Review: Star by Star

by Cap'n Andy
Published 11/6/01


Quite frankly, if things get any worse, I think Ben Skywalker will grow up speaking Vong.

Star by Star by Troy Denning is the ninth novel released in the New Jedi Order series that will continue until at least 2002.

Spoiler-Free Review

Go out and buy this book. Right now. I mean it. Go! What the heck are you waiting for?
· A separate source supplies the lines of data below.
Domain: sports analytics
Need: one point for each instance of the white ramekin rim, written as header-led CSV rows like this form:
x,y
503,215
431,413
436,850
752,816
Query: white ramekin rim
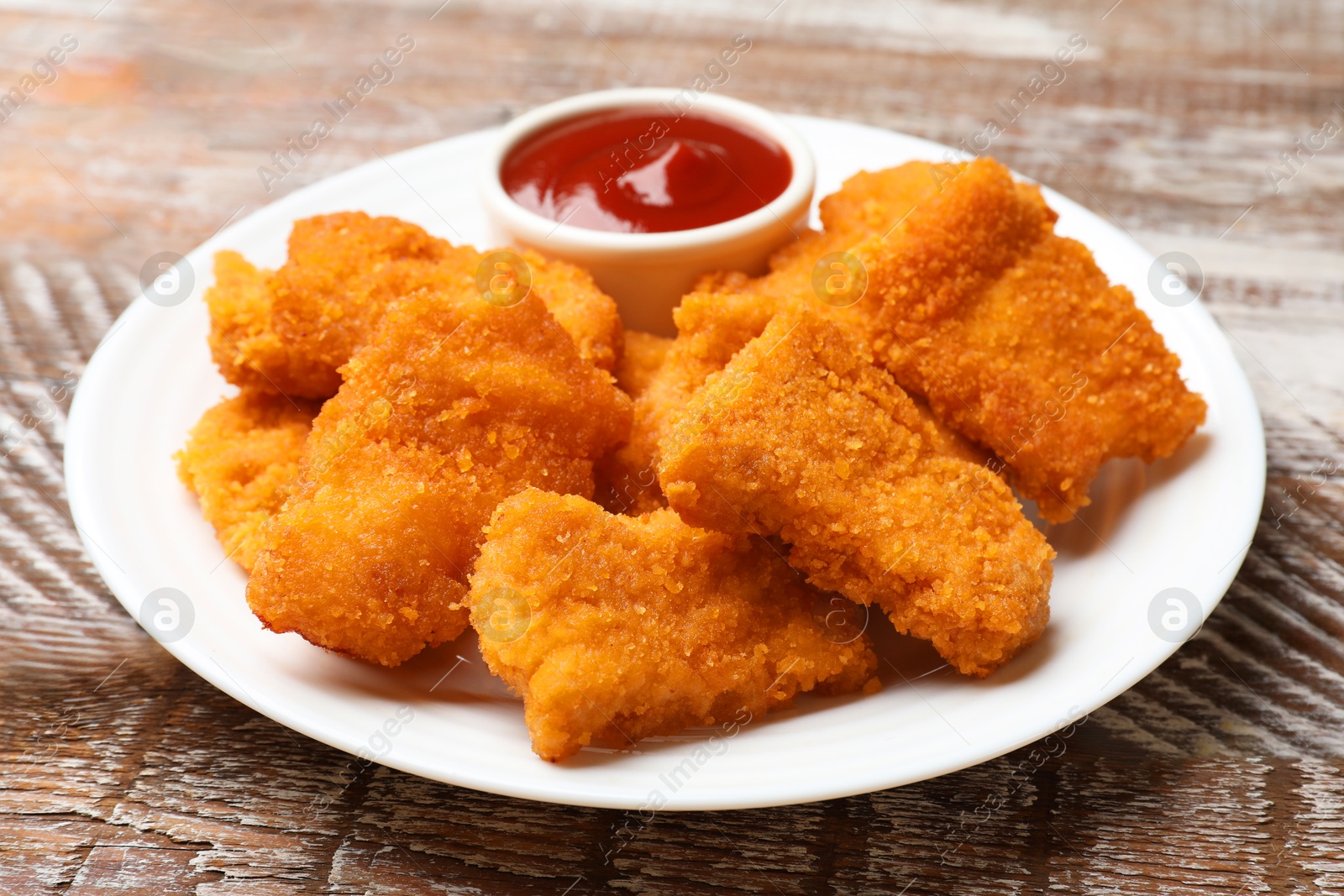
x,y
569,239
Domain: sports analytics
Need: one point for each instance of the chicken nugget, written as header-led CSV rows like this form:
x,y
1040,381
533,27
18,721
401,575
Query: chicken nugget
x,y
242,461
616,627
1010,332
627,481
291,329
803,437
1030,351
450,407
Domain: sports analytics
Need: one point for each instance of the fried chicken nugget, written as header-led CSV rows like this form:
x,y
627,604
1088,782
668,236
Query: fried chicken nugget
x,y
803,437
450,407
242,461
711,328
616,627
978,307
289,331
1019,342
627,479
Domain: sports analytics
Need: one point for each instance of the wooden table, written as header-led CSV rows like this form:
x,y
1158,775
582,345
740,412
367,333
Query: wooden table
x,y
1221,773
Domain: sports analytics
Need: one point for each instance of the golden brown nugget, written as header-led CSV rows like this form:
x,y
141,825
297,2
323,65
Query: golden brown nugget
x,y
1016,338
711,328
803,437
1011,332
627,481
242,463
617,627
450,407
291,329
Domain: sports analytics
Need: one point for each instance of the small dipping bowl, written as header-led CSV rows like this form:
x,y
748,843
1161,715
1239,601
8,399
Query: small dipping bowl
x,y
647,273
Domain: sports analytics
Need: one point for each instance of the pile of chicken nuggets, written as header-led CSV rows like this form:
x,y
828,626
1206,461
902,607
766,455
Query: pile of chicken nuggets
x,y
648,533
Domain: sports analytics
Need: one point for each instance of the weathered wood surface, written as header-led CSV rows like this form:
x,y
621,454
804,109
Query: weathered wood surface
x,y
1221,773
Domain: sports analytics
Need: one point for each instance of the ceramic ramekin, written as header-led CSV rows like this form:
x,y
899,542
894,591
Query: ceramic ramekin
x,y
648,273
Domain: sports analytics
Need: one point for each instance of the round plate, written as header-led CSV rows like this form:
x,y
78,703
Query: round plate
x,y
1183,523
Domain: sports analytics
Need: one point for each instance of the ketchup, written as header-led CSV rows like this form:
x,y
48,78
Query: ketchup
x,y
645,170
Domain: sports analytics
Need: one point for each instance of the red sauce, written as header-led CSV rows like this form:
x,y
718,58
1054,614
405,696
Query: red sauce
x,y
645,170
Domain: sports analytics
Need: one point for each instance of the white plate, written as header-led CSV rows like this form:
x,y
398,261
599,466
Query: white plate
x,y
1184,523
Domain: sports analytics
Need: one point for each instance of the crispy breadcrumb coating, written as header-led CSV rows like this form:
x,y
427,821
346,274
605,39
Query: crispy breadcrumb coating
x,y
627,481
1010,332
289,331
242,463
452,406
617,627
803,437
1027,348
The Real Review (major spoilers)

I don't know where to start in describing this book. First off ... after Rebirth, I was feeling so good about the series ... it seemed to me that the New Republic had passed its darkest moment and was now going to begin to turn the tide, starting with the symbolic rebirth of the galaxy with Ben Skywalker. I was so wrong it's not even funny. The novel opens with a few brutal scenes ... a new creature (the voxyn) is rampaging around the galaxy. It's a bred Jedi hunter with lots of nasty abilities, and has been shaped from a vornskr, which means it can hunt using the Force ... no doubt courtesy of our old pal Nen Yim, who sadly doesn't appear in this book. We watch as voxyn take out a few Jedi (and plenty more off camera) real quick, and by that time I was already getting a sneaking suspicion that the high I was on post-Rebirth was about to come crashing down. And I was right, too. By the end of the book, I'd seen the fall of Coruscant, Jaina falling to the Dark Side, Borsk dying a hero's death, Vergere's very strange return (she remains a wild card, perhaps a crucial one) ... and, oh yeah, one small thing.

I saw Anakin die.

Those of you who haven't read the book yet will be glad to know that he goes out in a way befitting a true Jedi Knight ... already mortally wounded and without the time to enter a healing trance, he becomes a pure conduit to the Force. He actually glows (his cells are breaking down, unable to contain the energy), and the power surging through him is incredible. He senses the Vong clear as day, and that's just for starters. Too soon, though, his body cannot contain the ravishing energy of the Light, his glow dims, then fades, and Anakin Solo is no more. It's a great scene.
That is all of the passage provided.